The response of two polar monocyte subsets to inflammation.

Macrophages are a central component of innate immunity that play an important role in the defense of the organism. Macrophages are highly plastic and are activated by interaction with other cells and environmental factors. In this work, we study the effect of lipopolysaccharide on macrophages derived from the two most polar (CD14+ and CD16+ monocytes) as well as the intermediate subset of blood monocytes from healthy donors and assess what happens to the subset most prone to polarization on the transcriptomic and proteomic level. It has been shown that, according to primary pro-inflammatory polarization markers, their cytokine profile, and their phagocytic activity, macrophages derived from CD14+ monocytes exhibit higher sensitivity to inducers of pro-inflammatory polarization. Flow cytometry analysis revealed increased levels of CD86, while secretome analysis demonstrated significant increase of pro-inflammatory and anti-inflammatory cytokines observed in CD14+-derived macrophages, as compared to CD16+-derived macrophages in conditioned media. Assessment of the transcriptome and proteome of CD14+-derived macrophages with further bioinformatic analysis identified the most significant differences after polarization towards the pro-inflammatory phenotype.
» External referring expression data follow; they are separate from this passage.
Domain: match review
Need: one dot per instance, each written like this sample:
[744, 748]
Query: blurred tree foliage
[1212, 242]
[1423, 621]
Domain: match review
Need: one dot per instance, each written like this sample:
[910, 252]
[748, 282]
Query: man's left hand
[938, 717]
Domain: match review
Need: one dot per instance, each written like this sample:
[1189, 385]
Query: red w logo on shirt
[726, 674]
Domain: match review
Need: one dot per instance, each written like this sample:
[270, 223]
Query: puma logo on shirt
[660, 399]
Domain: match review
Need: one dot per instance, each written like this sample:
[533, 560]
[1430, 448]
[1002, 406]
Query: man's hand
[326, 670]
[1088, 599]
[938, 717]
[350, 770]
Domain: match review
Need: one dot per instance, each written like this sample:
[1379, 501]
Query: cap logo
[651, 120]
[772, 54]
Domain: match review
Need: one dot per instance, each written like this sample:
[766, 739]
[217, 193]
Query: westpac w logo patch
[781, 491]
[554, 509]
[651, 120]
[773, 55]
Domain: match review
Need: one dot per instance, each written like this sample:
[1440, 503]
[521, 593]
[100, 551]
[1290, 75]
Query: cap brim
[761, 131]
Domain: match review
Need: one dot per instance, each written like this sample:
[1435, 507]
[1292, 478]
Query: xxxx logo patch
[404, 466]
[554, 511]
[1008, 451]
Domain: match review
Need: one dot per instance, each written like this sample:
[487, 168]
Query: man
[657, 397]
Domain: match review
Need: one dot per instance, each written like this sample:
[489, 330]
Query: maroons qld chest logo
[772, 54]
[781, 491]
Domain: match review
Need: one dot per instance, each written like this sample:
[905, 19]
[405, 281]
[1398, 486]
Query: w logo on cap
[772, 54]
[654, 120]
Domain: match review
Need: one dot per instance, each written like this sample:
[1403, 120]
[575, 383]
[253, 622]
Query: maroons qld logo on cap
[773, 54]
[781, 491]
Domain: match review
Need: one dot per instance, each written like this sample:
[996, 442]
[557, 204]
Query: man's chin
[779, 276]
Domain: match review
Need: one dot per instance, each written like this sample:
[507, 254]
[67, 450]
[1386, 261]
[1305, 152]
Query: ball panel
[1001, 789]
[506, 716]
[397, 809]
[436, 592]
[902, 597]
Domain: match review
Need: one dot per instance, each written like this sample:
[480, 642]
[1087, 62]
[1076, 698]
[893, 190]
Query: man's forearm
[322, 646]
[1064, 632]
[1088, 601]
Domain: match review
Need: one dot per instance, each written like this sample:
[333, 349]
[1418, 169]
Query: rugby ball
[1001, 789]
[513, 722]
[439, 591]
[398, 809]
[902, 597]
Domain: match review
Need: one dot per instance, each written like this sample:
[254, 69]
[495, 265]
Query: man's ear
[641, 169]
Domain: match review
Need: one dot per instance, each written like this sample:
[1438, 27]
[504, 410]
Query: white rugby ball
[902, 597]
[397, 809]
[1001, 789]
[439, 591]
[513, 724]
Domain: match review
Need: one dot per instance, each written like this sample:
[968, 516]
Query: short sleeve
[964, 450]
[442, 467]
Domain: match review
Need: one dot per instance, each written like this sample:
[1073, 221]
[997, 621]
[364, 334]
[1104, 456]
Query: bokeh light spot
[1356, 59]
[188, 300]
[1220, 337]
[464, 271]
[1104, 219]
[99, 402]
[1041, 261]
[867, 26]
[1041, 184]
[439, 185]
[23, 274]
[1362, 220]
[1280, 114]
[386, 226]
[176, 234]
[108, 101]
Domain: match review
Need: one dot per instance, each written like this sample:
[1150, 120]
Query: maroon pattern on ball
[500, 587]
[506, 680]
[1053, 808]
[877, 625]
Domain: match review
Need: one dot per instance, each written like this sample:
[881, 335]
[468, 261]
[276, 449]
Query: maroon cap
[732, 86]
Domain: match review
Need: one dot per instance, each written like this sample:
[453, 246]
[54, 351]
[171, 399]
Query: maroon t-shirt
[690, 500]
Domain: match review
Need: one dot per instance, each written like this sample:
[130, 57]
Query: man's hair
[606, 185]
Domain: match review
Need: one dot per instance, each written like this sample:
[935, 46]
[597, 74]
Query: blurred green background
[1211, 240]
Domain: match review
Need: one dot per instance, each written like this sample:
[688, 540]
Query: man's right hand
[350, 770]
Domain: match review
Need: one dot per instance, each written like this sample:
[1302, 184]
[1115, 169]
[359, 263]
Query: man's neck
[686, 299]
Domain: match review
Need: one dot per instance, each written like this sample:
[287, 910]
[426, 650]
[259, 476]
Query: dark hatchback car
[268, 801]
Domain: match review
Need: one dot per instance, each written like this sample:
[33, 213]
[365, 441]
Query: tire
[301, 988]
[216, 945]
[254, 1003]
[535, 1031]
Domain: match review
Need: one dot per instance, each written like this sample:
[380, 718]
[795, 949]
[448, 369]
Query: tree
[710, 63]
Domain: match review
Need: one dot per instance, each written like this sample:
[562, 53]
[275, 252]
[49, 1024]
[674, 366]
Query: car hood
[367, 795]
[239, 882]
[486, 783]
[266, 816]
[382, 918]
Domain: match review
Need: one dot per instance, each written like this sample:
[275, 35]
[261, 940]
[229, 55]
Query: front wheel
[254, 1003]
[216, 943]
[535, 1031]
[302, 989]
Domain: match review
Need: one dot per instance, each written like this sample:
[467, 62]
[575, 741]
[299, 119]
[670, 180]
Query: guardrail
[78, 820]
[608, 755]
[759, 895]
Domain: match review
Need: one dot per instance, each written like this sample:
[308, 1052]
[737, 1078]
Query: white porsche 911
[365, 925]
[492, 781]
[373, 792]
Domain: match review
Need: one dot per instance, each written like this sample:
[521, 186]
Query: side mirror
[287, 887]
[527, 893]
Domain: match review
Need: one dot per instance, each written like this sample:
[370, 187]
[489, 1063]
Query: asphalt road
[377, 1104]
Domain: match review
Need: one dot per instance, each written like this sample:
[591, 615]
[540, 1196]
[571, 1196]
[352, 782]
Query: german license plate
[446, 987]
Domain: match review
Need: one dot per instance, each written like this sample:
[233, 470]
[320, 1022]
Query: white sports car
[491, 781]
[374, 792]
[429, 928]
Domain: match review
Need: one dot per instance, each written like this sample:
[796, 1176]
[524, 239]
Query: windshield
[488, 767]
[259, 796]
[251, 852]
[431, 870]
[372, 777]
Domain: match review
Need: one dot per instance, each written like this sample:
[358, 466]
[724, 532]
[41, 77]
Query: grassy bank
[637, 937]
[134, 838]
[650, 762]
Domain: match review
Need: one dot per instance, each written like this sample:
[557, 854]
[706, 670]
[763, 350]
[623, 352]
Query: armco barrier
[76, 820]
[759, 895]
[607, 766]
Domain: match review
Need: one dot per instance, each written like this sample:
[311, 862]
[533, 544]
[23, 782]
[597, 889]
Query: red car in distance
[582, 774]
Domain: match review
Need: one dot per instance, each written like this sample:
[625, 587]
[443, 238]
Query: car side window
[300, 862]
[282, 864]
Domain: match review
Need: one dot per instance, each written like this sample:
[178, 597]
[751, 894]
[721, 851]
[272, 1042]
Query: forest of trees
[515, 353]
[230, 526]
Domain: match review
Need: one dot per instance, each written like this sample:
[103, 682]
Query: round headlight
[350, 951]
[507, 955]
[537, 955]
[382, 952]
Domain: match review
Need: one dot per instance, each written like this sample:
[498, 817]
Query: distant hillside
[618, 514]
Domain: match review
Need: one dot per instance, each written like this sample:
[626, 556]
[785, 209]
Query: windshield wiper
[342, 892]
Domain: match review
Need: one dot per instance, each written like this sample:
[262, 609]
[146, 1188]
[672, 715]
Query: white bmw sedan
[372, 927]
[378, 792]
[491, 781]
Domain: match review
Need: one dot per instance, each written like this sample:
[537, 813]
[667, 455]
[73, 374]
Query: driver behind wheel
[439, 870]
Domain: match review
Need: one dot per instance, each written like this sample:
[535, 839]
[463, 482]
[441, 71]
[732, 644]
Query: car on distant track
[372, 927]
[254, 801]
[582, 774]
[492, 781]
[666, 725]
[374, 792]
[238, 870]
Immune-, membrane-, IFN-γ-, cytokine-, and defense-associated pathways were found significantly prevalent, while downregulated pathways were represented by RNA binding-, housekeeping-, exocytosis-, intracellular transport-, peptide and amide metabolic-related signaling. This data could be useful for macrophage-based cell therapeutics of cancer, as it provides additional background for the manipulation of donor monocytes intended for back transplantation.